Using the standard electrode potentials shown in the table, determine which of the following metals are capable of reducing La2O3 to La metal. (A) Al and Fe, (B) Ca and Al, (C) Ca only, (D) Fe only, (E) Al only.

To answer this question, we need to understand what the standard electrode potential means and how it can be used to determine the best possible metal to reduce La2O3 to La.

La is the element lanthanum, and La2O3 is lanthanum oxide, where lanthanum has a three plus charge. When we deal with standard reduction potentials, we often are referring to reactions that occur within galvanic cells. These cells often consist of two half-cells connected by a salt bridge.
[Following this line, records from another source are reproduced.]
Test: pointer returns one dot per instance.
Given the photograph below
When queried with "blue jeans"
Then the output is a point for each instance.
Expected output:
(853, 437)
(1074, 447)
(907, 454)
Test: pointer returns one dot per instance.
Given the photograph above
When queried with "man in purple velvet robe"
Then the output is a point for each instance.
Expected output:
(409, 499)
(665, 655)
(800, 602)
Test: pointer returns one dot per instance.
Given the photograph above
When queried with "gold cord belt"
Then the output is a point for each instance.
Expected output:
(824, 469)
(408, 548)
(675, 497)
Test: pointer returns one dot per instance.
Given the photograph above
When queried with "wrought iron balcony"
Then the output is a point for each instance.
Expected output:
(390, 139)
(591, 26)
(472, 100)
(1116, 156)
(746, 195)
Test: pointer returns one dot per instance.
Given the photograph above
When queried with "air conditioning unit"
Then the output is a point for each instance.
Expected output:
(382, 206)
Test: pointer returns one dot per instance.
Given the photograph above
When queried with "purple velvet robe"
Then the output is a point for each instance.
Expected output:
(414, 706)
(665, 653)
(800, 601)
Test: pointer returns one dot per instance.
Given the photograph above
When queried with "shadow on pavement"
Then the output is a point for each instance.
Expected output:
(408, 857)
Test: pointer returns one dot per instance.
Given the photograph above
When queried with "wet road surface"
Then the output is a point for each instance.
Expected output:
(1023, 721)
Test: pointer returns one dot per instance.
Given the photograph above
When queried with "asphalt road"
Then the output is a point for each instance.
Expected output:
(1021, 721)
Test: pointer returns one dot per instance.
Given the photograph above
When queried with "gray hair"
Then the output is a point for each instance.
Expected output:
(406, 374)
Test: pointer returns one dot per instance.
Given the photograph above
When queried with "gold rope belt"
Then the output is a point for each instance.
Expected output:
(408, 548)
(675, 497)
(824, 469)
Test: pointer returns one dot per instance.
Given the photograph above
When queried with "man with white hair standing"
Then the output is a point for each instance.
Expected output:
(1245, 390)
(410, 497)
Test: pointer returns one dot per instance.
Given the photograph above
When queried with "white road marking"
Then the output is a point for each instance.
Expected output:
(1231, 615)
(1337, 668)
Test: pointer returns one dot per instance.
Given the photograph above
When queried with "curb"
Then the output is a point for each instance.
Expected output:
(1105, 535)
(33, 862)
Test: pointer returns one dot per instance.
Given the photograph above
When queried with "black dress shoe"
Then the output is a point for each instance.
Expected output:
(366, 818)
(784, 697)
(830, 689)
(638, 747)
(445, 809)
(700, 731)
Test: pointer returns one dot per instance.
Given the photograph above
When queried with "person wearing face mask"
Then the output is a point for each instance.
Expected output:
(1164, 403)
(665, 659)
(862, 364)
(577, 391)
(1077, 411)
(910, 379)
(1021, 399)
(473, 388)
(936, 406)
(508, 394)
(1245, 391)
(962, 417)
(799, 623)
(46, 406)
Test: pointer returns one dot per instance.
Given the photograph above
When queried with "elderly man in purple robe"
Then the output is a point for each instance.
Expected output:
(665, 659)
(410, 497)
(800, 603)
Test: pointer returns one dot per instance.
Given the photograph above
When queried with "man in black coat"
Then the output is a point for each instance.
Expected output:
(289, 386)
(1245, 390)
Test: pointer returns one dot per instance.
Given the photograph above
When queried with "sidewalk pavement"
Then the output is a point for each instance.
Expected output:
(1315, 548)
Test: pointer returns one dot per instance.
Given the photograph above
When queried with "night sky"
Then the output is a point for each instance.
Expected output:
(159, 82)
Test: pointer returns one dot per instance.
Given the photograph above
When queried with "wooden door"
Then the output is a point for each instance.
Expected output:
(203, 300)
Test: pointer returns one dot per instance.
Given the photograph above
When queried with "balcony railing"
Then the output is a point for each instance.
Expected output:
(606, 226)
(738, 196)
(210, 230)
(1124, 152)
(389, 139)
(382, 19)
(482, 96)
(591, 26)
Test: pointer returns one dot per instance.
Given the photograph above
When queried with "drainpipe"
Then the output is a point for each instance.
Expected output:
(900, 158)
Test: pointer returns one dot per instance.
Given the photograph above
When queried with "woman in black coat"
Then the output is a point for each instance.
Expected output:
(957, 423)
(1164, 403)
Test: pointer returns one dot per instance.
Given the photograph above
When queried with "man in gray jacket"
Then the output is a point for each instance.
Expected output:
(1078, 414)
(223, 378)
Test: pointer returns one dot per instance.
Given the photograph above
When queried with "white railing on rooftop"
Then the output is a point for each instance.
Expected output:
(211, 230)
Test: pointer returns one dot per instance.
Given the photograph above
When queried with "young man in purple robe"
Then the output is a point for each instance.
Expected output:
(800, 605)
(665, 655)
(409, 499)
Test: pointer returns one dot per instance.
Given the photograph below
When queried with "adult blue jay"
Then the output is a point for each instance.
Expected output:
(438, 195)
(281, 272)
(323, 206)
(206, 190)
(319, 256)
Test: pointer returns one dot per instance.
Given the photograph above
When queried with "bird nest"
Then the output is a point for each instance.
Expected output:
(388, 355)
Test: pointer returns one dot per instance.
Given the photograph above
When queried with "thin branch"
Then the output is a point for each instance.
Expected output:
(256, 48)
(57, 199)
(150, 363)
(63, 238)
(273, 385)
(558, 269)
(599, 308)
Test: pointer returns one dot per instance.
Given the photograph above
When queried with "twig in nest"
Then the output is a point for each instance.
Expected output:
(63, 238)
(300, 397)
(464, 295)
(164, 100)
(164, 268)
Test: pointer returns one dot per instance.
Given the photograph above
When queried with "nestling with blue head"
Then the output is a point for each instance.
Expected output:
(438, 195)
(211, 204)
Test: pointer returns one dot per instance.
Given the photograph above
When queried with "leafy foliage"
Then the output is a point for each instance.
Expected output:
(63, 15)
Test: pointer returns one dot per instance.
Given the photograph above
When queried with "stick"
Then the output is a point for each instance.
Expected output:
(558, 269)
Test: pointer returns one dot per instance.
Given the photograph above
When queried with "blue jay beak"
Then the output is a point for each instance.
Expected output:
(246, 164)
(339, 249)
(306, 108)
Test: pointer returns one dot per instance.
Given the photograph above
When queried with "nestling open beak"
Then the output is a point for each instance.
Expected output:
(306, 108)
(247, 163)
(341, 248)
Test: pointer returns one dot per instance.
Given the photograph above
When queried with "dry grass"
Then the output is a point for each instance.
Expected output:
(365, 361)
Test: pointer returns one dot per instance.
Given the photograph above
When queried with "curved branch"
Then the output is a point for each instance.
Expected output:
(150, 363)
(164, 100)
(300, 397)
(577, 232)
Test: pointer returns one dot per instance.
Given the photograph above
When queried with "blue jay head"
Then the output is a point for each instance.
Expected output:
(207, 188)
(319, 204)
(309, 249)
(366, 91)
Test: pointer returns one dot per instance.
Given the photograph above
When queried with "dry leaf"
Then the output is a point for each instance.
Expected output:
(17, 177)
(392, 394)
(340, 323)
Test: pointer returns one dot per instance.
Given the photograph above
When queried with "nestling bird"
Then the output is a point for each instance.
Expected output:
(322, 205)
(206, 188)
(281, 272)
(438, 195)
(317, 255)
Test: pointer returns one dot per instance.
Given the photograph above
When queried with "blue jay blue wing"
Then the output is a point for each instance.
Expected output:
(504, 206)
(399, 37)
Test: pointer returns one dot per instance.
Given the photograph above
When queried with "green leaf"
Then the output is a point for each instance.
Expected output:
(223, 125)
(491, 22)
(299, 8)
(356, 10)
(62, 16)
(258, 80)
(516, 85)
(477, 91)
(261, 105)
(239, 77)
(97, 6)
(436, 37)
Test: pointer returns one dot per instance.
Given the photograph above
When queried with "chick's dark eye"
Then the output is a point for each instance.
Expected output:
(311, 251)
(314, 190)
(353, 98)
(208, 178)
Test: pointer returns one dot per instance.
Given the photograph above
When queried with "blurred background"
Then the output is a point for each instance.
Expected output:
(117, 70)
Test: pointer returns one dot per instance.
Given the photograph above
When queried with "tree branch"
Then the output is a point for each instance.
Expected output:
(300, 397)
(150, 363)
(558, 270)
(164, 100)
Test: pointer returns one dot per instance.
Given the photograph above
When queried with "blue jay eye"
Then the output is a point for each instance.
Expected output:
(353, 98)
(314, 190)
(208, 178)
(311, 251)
This diagram is a simplistic way to represent such a galvanic cell. The two half-cell electrodes are referred to as the anode and the cathode. An anode is the electrode of a galvanic cell which provides electrons to the external circuit. The anode is the negative electrode and is where oxidation occurs. The cathode is the electrode of a galvanic cell that accepts electrons from the external circuit. It is the positive electrode and is where reduction occurs. The flow of electrons between these two half-cells is the basis for the production of an electrical current that is used to power devices, as a simple example, a light bulb, perhaps.

The standard reduction potential of many elements and substances has been determined. The standard reduction potential of an electrode is the potential of an electrode to be reduced, measured in volts under standard conditions and relative to the standard hydrogen electrode whose potential is 0.00 volts. These standard reduction potential values help us determine the direction of electron flow in a galvanic cell and which electrode is the anode where oxidation will occur and which electrode is the cathode where reduction will occur. The electrode with the more positive potential has a greater tendency to accept electrons and be reduced. This electrode is the cathode. In other words, electrons will flow towards the electrode with the more positive standard electrode potential.

We are asked to find the metals which will reduce lanthanum ions to lanthanum metal. So, we can deduce that the reduction half-reaction for lanthanum and its corresponding standard electrode potential value of negative 2.52 volts must be the cathode. Now we need to find the element or elements which have a more negative standard electrode potential than negative 2.52 volts. Those that are more negative are capable of spontaneously reducing lanthanum ions to lanthanum metal. We can see that the value of negative 2.868 volts is the only value more negative than lanthanum’s standard reduction potential value. And this is for the element calcium.

Calcium is a stronger reducing agent than lanthanum, and so lanthanum would be reduced by calcium, and calcium would be oxidized. This is the half-reaction that would occur in the lanthanum half-cell. And this is the half-reaction that would occur in the attached calcium half-cell. Notice the arrow has been flipped left to right, as in such a cell calcium metal would be oxidized and not reduced.

Finally, which of the metals are capable of reducing La2O3 to La metal? The answer is (C), Ca only.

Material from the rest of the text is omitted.